Laws have been written to declare what is owed and to demand interest and fees as well. Then people can be harassed as long as possible and perhaps additional monies can be obtained.

Unfortunately during the process a lose-lose situation is turned into a lose-lose-win situation. The debtor still loses, the original creditor still loses and the only possible winner is a third-party that wears the debtor and the system down just to collect as much as possible on their original small bet - paid to the original creditor by the third-party.





Report Abuse
magnets | Apr 2, 2010 03:18 PM ET

Let's see, the ADULT in the room should be the judge. Neither Democratic nor Republican judges seem to understand that. (Yes, politics is unfortunately now well embedded in the court system.)

People have no respect for the system. And why should they? They know they owe the debt. They would love to pay off the debt if they could. The reason they have the debt in the first place is because it was easy - not because they could afford it. They assume the judge will be fair. Unfortunately they do not know that the judge demands respect in order to be fair. You have to show up. No wonder people have no respect for the system.

Credit Card companies should raise and lower limits on a monthly basis. 20% usage is OK. 80% usage and the card gets rejected the next time use is attempted. Fixing the problem early might mean the third-party never needs to get involved.

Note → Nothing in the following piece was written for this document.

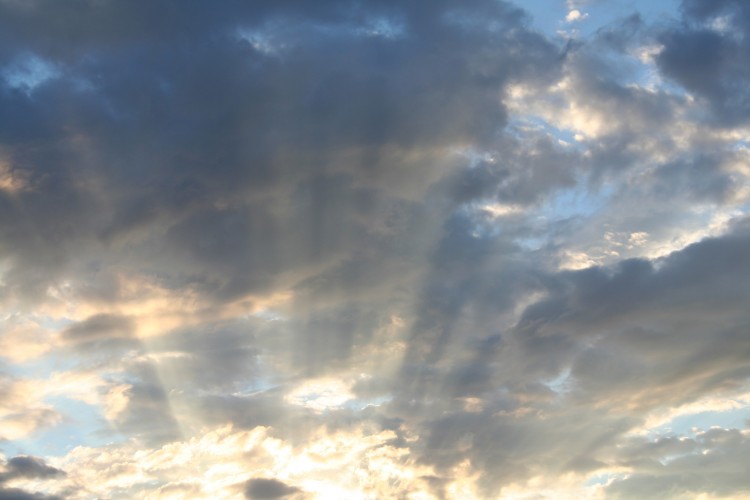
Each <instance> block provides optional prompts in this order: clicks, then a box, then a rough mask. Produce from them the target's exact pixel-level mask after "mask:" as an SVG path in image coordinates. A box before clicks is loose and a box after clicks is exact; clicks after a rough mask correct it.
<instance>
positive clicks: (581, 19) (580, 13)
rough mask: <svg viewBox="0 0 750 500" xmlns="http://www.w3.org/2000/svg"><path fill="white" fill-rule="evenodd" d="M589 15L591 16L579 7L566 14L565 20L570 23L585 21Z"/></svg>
mask: <svg viewBox="0 0 750 500" xmlns="http://www.w3.org/2000/svg"><path fill="white" fill-rule="evenodd" d="M587 17H589V15H588V14H587V13H586V12H583V13H582V12H581V11H580V10H578V9H573V10H571V11H570V12H568V14H567V15H566V16H565V21H567V22H569V23H574V22H578V21H583V20H584V19H586V18H587Z"/></svg>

Which would creditors rather have in the economy, people buying things or people paying penalties and fees they can not afford? Politicians should prefer consumers over debt collectors.


Report Abuse
curlqgurl | Apr 2, 2010 04:52 PM ET

I lost my job and offered Captial One 15 percent and $100 per month on a bill of $1300.
THEY REFUSED.
Report Abuse
RayRock. | Apr 2, 2010 04:56 PM ET

Show up and ask to see the original documents that prove a debt exists and that they’re authorized to collect on it. If they cannot do that then ask the judge to order them to compensate you for your time and to find in your favor and order them to cease pursuing the claim and to prohibit them from selling the debt to anyone else. It may or may not work, but it never hurts to ask.

On another note though I see this as just the beginning as soon we’ll see lenders with foreclosed homes on their hands suing those who defaulted. The lenders will scrutinize the loan documents and if there are any lies I expect lenders to sue for fraud and probably file criminal complaints as well in the very near future.

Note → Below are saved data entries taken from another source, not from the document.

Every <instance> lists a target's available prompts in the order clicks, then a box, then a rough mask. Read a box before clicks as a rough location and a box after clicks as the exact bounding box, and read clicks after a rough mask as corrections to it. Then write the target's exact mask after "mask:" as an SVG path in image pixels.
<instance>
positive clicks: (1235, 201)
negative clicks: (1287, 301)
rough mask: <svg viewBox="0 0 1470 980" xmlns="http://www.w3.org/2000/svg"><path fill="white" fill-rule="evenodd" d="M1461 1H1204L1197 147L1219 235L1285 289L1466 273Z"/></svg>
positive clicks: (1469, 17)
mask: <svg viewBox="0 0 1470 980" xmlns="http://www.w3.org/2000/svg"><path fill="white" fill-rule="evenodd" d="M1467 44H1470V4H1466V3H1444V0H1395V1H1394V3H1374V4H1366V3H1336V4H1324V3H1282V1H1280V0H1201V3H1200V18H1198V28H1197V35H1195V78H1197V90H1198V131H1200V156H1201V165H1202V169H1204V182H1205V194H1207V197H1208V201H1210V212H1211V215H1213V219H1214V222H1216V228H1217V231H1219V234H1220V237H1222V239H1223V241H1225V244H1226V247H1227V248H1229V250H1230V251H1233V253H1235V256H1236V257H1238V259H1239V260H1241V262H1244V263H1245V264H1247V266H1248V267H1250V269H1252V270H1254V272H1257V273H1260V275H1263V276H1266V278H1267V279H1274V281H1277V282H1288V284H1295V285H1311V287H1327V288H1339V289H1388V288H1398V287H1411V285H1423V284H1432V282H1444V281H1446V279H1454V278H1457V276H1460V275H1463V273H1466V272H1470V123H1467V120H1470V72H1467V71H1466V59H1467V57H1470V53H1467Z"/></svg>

It’s about to get ugly for debtors and it’ll take years for the cases to work their way through the courts.

Report Abuse
RUOK2 | Apr 2, 2010 05:40 PM ET

Very Very Sad, that Banks were bailed out, rescued by the Taxpayers...while the banks then increased interest rates on credit, stop making loans, and play all types of accounting games to make their book look good....and what does the consumer and small business person get....SCREWED......revolt against monster banks like Citi Group , Bank of America, JP Morgan Chase.....Put your money in a local community bank that cares for the community, and WAll Street and stock prices.......Its all very sad...
Report Abuse
gliding | Apr 2, 2010 06:02 PM ET

No court should ever allow usurious interest rates in such cases, whether the defendant shows up or not. More than 10% is questionable. More than 18% is outrageous.

And if the defendant doesn't show up, then the plaintiff should pay the legal and court fees of bringing the suit, for it poses a disincentive for abuse.
Report Abuse
HLJ63 | Apr 2, 2010 06:35 PM ET

Some people think that ignoring the problem will make it all go away, like there is this kind fairy out there who waves a wand and poof! All of your debt is gone. Sorry but that fairy only appears for the Big banks who are able to tuck away their toxic assets and debt as if they don't exist.